相続が発生すると相続人は各金融機関の名義変更や解約など遺産相続の手続きを進める必要があります。しかし、亡くなった人が利用していた口座に残っている預金残高が少額の場合、手間をかけて手続きをするのが面倒だと思う人も多いでしょう。

少額の預金も必ず遺産分割の手続きをする必要はあるのでしょうか。当記事ではなくなった人の少額の預金口座の取り扱いや注意点についてポイントをおさえて以下に解説していきます。

少額の預金口座は放置しても大丈夫?

銀行の預金や証券会社の株式などの名義変更を金融機関で手続きをする場合は被相続人の出生から亡くなるまで戸籍謄本や法定相続人全員で遺産の分割方法について合意したことが記載されて、全員が署名・押印している遺産分割協議書または金融機関所定の書類や相続人の本人確認書類、印鑑証明書などさまざまな書類を提出する必要があります。

結論から言うと、相続発生前に持っていた預金口座などを必ず手続きをしないといけないという決まりはありません。借金が多く、債務の返済を請求されないために相続人全員が相続放棄をした場合や、手続きの手間や費用を考えると解約して引き出せてもメリットを得られないような少額の口座の場合、相続が発生した際に放置するということも可能です。

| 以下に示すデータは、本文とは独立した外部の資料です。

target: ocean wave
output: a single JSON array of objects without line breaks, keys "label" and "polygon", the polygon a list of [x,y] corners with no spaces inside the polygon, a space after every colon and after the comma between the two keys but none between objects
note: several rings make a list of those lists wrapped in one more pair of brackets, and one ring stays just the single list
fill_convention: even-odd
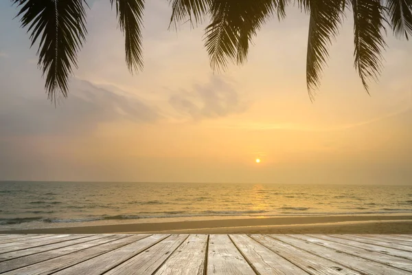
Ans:
[{"label": "ocean wave", "polygon": [[19,224],[30,221],[41,221],[43,219],[41,217],[27,217],[27,218],[11,218],[0,219],[0,226],[6,226],[12,224]]},{"label": "ocean wave", "polygon": [[297,210],[297,211],[306,211],[307,210],[310,209],[310,207],[281,207],[278,209],[282,209],[284,210]]},{"label": "ocean wave", "polygon": [[236,216],[236,215],[242,215],[242,214],[262,214],[262,213],[266,213],[268,212],[268,211],[266,211],[266,210],[244,210],[244,211],[206,210],[206,211],[202,211],[200,213],[201,214],[211,214],[216,215],[216,216],[219,216],[219,215],[234,215],[234,216]]}]

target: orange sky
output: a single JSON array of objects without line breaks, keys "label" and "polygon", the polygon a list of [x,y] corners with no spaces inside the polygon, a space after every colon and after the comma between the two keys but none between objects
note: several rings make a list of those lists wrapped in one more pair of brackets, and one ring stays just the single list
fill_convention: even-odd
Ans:
[{"label": "orange sky", "polygon": [[[213,74],[203,28],[167,30],[150,1],[144,71],[130,76],[115,12],[92,3],[71,94],[47,101],[35,49],[0,5],[0,179],[407,184],[412,182],[412,48],[392,38],[371,96],[353,67],[348,15],[316,101],[307,94],[308,18],[290,8],[249,60]],[[255,160],[259,157],[259,164]]]}]

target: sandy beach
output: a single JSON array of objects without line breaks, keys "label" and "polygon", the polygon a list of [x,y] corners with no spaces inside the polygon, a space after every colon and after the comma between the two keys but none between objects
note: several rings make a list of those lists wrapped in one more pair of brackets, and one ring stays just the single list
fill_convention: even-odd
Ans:
[{"label": "sandy beach", "polygon": [[0,231],[0,233],[412,234],[412,215],[279,217]]}]

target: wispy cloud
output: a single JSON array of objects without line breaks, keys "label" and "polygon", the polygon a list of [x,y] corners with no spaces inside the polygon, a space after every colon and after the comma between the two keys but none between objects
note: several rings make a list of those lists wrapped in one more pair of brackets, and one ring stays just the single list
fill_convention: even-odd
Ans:
[{"label": "wispy cloud", "polygon": [[212,76],[204,85],[194,85],[189,91],[182,90],[169,98],[169,103],[180,113],[198,120],[242,113],[248,104],[232,85],[219,76]]},{"label": "wispy cloud", "polygon": [[150,123],[161,118],[154,107],[139,99],[86,80],[75,80],[71,85],[70,96],[57,108],[44,98],[17,99],[0,94],[0,101],[5,103],[0,111],[2,135],[70,135],[93,131],[102,122],[128,120]]}]

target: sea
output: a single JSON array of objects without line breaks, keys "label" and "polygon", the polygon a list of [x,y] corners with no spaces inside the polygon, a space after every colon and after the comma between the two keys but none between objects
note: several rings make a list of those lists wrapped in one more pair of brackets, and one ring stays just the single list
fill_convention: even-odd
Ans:
[{"label": "sea", "polygon": [[0,230],[412,213],[411,186],[0,182]]}]

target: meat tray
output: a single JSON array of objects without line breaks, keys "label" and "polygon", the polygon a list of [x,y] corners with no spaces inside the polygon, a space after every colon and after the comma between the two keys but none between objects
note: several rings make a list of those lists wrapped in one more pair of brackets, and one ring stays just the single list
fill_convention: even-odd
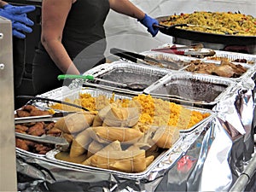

ただし、相続税の支払いが必要な場合は注意が必要です。相続税の申告が必要な場合は財産の一覧を作成し、法定相続割合どおりに分けたものと仮定し、総額を計算したあとに実際に取得した割合に応じて相続税を按分します。

相続税の申告をする際は少額の預金口座の分も含めて申告を行います。そのため、銀行の預金も払い戻しなどの手続きを行う方がよいでしょう。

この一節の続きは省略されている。